Wildlife Crime Working Group seeks explanation from Dorset Police about failure to investigate poisoned eagle incident

Wildlife & Countryside LINK’s Wildlife Crime Working Group, England’s largest coalition of organisations working to tackle wildlife crime, has written to the Chief Constable of Dorset Police with concerns about the premature decision to terminate the police investigation into the poisoned eagle found dead on a game-shooting estate in January.

For new blog readers, this young white-tailed eagle, one of the reintroduced birds from the Isle of Wight, was found dead in January on an unnamed estate and a post-mortem revealed its liver contained the rodenticide Brodifacoum, at an exceptionally high concentration (x 7 the amount needed to kill a bird of this size). This indicates either (a) misuse of the product (e.g. failure to adhere to the strict terms of use) or (b) abuse of the product (e.g. the deliberate placing of a bait containing an exceptionally high concentration of poison). Either way, it’s an offence and thus requires a full investigation.

Unbelievably, instead of undertaking a follow-up search of the estate, Dorset Police chose to close the investigation abruptly without adequate explanation. This decision came shortly after local Conservative MP Chris Loder made statements on Twitter about how the police should be focusing on other issues and not on suspected wildlife crime on game-shooting estates. Mr Loder’s entry on the Parliamentary Register of Interests reveals substantial donations to his election campaign by notable game-shooting estates in Dorset.

Since the decision to close the investigation, Dorset Police has attempted to dodge Freedom of Information requests about this incident (see here and here) and responses are now overdue.
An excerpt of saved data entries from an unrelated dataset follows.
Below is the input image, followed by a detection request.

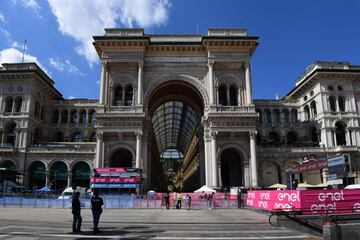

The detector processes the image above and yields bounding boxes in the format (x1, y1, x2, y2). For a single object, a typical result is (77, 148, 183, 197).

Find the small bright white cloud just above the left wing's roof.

(0, 48, 50, 75)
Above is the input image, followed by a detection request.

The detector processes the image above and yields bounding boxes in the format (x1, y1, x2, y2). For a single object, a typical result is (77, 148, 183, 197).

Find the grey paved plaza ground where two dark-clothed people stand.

(0, 208, 319, 240)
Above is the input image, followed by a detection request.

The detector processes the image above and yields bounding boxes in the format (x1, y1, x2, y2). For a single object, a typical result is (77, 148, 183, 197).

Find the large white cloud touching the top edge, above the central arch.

(48, 0, 170, 65)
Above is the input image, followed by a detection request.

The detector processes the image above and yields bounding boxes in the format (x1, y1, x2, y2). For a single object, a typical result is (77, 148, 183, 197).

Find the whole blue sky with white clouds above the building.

(0, 0, 360, 99)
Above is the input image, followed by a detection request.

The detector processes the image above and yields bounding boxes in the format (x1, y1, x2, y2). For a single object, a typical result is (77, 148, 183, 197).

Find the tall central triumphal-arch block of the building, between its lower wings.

(94, 29, 258, 191)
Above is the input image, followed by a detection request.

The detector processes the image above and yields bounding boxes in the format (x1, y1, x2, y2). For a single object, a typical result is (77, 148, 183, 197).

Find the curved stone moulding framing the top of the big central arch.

(144, 74, 209, 109)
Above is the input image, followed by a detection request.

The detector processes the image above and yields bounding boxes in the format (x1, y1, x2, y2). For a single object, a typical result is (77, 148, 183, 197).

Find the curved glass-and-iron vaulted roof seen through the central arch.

(151, 101, 198, 155)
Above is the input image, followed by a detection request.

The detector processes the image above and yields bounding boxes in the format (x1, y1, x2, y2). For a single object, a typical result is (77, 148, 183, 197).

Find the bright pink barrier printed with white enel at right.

(246, 190, 360, 214)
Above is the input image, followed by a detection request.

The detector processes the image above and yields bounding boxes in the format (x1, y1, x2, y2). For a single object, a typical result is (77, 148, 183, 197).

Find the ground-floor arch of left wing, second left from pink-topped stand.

(50, 162, 68, 190)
More on that tomorrow.

Here is the letter sent today by the LINK Wildlife Crime Working Group to the Chief Constable of Dorset Police, Scott Chilton:

Note, the deadline given by the Wildlife Crime Working Group for the police response is 1st August, two and half months from now. That’s just because it’s the editorial deadline for the Group’s annual report, which will feature this failed investigation as an example of how some wildlife crime investigations are still well below the standard required, even high profile cases of national significance such as this one.

Well done to Wildlife & Countryside LINK and especially its Wildlife Crime Working Group for pursuing an explanation about this disgraceful case. But it really shouldn’t be left to environmental NGOs to have to do this – where is the National Wildlife Crime Unit? Where is DEFRA??
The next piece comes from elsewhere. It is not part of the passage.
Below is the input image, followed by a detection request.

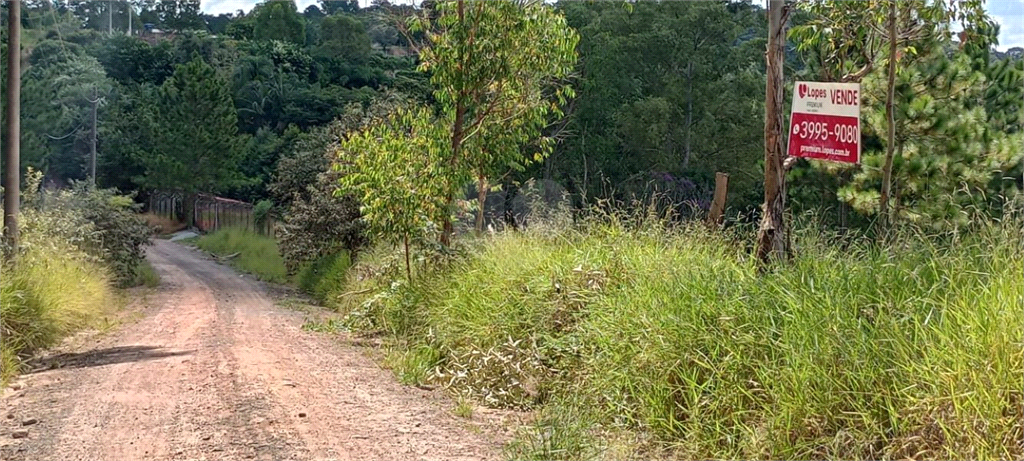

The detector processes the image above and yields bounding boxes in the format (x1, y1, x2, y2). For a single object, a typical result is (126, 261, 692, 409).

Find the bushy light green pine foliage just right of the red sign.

5 thoughts on “Wildlife Crime Working Group seeks explanation from Dorset Police about failure to investigate poisoned eagle incident”
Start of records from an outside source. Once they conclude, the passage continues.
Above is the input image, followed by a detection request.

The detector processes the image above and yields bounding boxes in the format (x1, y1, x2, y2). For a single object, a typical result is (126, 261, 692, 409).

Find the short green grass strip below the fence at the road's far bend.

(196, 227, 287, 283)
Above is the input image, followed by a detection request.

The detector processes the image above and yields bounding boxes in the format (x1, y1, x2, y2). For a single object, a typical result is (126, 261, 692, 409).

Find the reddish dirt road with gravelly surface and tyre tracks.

  1. ..…good job guys…..a great letter…..and please keep the pressure on the police (…and Loder and his merry men)…to open a full investigation on this tragic case of clear cut illegal poisoning!!!!

  2. Well, I think that’s an excellent response. Make them as uncomfortable as possible: as this case just beggars belief, and stinks to high heaven of people in positions of power influencing an active criminal investigation.

    Perhaps they should be writing similar open letters to DEFRA and the NWCU, and others. I wouldn’t necessarily expect anything other than empty words back, especially from DEFRA, but at least it keeps the pressure on.

  3. Good- This matter needs to be properly resolved with full open and honest transparency into exactly what did take place in Dorset and why.
    It is bad enough that raptor persecution crimes take place in our countryside, and very few of those responsible are ever brought to justice.
    But if justice is being impeded by political and senior management interference then that must be exposed, and any guilty parties face the full penalty of the law for any wrong doing.
    There really needs to be a full independent investigation into the events which took place in Dorset, and I hope some of those effected by what took place eventually decide to report the matter to the IOPC.

  4. Hopefully, this action will embarrass those who should be acting but with the current bunch of Defra ministers, probably not.

  5. Excellent piece by Nick Cole in the current West Dorset magazine on the fate of the local sea eagles. The more light shone on these crimes the better.